Chez H. Agasse, Paris, 1811. In-8º de dois tomos com (2) ff, 171 p. e (2) ff, 235 págs encadernados num só volume, com 22 gravuras das quais duas são mapas desdobráveis (algumas das gravuras são também desdobráveis). Encadernação coeva, cartonada, decorada com papel fantasia pintada na época, corte das folhas carminado, com ligeiros e insignificantes defeitos de manuseamento, especialmente nos cantos. Miolo muito limpo, mantendo a sonoridade original do papel.

EDIÇÃO ORIGINAL deste notável livro de viagens, largamente elogiado na época por Lord Byron , muito bela, de grande valor bibliófilo, magnificamente ilustrada com planos e desenhos de vistas e monumentos elaborados e gravados pelo autor, o pintor Antoine-Louis Castellan (1772-1838) que percorreu a Grécia e a Turquia, atingindo através desta obra uma certa notoriedade.  Castellan foi para o "levante"  em 1796 enquanto desenhador, com uma missão de engenharia francesa liderada por Pierre Ferregau, que esperava obter um contrato laboral durante a construção de novas docas. " ... Embora a missão tenha sido interrompida, Castellan aproveitou a oportunidade para tomar notas e fazer desenhos. Ele produziu um livro muito interessante, extremamente pró-Grécia, com longas digressões sobre política e folclore" (Blackmer).

PEÇA DE COLECÇÃO.

Hage Chahine, 821; Blackmer, 299; Chadenat, 2247.

Observações:

Antoine Laurent Castellan (1772-1838) foi um arquiteto, pintor e gravador francês. Estudou pintura paisagística e viajou para a Suíça, Itália e Império Otomano. Realizou uma curta viagem pelos territórios otomanos, principalmente pelo sul da Grécia e pelas ilhas (Zaquintos, Citera, Peloponeso e Hidra), bem como por Istambul e o Helesponto. No final do século XVIII, durante o reinado do sultão Selim III, num esforço para melhorar as relações com o império otomano, a França organizou uma expedição a Istambul com a missão de reparar navios e ajudar em outras tarefas no porto da cidade. Castellan participou da missão como pintor.

A expedição não alcançou os seus objetivos, pois os seus membros foram obrigados a fugir face à guerra, a uma epidemia, a incêndios e a uma revolta. Castellan, no entanto, publicou as suas impressões desta viagem, num texto escrito em estilo epistolar, que circulou em três edições, com numerosas gravuras baseadas nos seus desenhos. Infelizmente, o trabalho de Castellan circulou ao mesmo tempo em que Pouqueville conheceu enorme sucesso editorial com seus próprios livros. Castellan tornou-se membro da Acadèmie des Beaux Arts, à qual dedicou os últimos anos de sua vida. Sua obra “Moeurs, usages, costumes des Othomans” (1812) juntamente com a que se apresenta, foram largamente elogiada por Lord Byron.
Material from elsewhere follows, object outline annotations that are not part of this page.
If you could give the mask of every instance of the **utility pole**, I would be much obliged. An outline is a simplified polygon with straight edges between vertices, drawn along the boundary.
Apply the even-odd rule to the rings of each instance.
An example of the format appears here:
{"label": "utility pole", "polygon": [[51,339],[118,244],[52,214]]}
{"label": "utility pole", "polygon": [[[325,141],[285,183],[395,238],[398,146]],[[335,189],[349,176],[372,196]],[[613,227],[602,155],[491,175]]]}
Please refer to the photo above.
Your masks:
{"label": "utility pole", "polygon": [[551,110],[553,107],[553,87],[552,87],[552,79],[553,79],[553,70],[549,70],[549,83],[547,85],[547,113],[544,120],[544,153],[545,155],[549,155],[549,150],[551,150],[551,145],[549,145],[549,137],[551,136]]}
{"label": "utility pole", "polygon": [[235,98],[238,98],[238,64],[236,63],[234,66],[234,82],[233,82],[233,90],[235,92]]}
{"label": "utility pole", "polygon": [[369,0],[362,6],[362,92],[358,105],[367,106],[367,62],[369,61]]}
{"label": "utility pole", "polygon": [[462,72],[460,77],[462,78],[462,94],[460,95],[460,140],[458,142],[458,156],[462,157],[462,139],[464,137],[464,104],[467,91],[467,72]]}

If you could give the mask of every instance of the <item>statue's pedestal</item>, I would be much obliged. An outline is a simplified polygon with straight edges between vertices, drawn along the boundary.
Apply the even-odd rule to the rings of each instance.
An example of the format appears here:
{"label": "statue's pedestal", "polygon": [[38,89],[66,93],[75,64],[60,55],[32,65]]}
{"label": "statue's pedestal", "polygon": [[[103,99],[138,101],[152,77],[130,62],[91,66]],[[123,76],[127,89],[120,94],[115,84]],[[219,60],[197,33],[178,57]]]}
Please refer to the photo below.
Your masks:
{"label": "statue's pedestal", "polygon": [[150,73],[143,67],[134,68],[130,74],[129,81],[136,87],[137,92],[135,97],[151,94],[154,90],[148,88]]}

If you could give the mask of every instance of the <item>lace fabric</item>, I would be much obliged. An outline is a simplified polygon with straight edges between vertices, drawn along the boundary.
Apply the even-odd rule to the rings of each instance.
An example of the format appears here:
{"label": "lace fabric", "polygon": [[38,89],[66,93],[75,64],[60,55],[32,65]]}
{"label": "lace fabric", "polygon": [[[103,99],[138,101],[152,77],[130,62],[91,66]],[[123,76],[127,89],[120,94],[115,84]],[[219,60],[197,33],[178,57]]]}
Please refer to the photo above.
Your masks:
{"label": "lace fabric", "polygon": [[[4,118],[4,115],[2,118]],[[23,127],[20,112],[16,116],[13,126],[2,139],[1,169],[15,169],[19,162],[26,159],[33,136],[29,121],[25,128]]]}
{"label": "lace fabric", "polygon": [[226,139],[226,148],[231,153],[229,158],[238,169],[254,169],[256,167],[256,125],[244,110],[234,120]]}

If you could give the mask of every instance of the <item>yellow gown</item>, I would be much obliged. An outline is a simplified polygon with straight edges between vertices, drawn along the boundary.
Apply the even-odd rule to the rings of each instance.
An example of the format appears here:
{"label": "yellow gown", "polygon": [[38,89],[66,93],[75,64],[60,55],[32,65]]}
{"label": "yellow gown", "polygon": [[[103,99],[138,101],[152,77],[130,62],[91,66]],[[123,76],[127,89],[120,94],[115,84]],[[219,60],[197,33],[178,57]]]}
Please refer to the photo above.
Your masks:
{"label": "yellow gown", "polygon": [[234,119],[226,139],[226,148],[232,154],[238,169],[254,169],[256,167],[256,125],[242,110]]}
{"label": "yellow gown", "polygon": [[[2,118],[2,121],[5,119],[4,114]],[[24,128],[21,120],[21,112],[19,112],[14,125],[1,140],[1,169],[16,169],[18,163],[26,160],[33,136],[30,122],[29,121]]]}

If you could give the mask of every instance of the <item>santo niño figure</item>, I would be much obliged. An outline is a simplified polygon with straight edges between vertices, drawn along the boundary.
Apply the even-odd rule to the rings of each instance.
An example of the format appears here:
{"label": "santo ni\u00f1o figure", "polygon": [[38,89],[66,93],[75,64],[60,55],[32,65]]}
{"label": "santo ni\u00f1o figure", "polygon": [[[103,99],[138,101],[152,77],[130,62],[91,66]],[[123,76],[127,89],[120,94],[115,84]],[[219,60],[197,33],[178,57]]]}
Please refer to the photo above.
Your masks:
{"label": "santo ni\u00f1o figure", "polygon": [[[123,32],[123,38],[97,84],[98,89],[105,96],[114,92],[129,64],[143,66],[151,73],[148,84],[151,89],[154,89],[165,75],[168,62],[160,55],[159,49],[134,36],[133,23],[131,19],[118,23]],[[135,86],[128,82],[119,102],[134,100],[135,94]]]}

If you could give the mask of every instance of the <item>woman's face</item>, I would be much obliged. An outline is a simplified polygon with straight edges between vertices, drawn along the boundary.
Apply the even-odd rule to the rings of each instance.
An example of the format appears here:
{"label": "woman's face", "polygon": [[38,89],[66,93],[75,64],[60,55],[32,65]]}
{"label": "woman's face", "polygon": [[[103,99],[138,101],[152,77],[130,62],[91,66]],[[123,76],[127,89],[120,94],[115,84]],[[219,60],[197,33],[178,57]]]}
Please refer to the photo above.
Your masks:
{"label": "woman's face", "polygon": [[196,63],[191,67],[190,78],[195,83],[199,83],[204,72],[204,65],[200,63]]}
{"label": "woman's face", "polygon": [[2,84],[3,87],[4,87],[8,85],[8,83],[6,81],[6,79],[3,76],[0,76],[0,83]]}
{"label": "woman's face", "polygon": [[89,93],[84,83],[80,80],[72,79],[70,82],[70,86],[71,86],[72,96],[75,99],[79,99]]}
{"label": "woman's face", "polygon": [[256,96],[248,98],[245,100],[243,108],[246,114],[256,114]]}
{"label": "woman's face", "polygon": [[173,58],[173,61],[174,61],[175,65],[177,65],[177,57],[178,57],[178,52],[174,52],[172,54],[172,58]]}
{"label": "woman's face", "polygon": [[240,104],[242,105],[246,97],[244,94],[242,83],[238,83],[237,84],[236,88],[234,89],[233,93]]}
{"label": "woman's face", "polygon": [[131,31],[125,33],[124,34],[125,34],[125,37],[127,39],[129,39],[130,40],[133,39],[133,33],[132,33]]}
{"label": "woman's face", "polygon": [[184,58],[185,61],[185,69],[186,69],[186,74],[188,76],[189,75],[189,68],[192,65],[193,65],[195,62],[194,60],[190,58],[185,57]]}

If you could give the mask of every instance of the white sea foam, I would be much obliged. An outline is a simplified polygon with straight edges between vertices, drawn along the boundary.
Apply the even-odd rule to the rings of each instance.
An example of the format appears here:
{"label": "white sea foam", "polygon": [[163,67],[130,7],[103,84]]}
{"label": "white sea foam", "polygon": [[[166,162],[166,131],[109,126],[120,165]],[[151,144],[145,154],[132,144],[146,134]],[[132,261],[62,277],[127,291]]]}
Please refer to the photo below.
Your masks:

Inteligente e objetivo, além de sensível, Castellan retrata as ilhas, o Peloponeso e Propontis, focando-se nas tradições de cada um dos lugares visitados. Foi um dos primeiros viajantes a se tornar sensível à música grega e à arte religiosa ortodoxa grega. Harmoniosos com o seu texto, os seus desenhos acompanham o seu discurso gentil. Livre de preconceitos, Castellan descreve o novo mundo que vê diante de si: fortalezas, cidades, mesquitas, igrejas, fontes, casas, moinhos, antiguidades e pessoas.

Nesta edição, Castellan descreve brevemente algumas ilhas do Mar Egeu (Cranae, Kea, Eubeia, Calogeros, Psarra, Lesbos e Tenedos) e discorre sobre Dardanelos, Callipolis, Lampsakos e a Ilha de Mármara. Foca-se nos assuntos específicos relativos a Istambul, como Pera, os caikhs, os costumes dos fuzileiros navais gregos, a Royal Cistern, uma mulher grega da nobreza, sua recepção por um oficial otomano, um grande incêndio, cemitérios, a epidemia de peste, palácios no Bósforo, costumes e tradições dos turcos etc. A escolha dos temas e a forma como descreve mostram a visão particular de um notável viajante.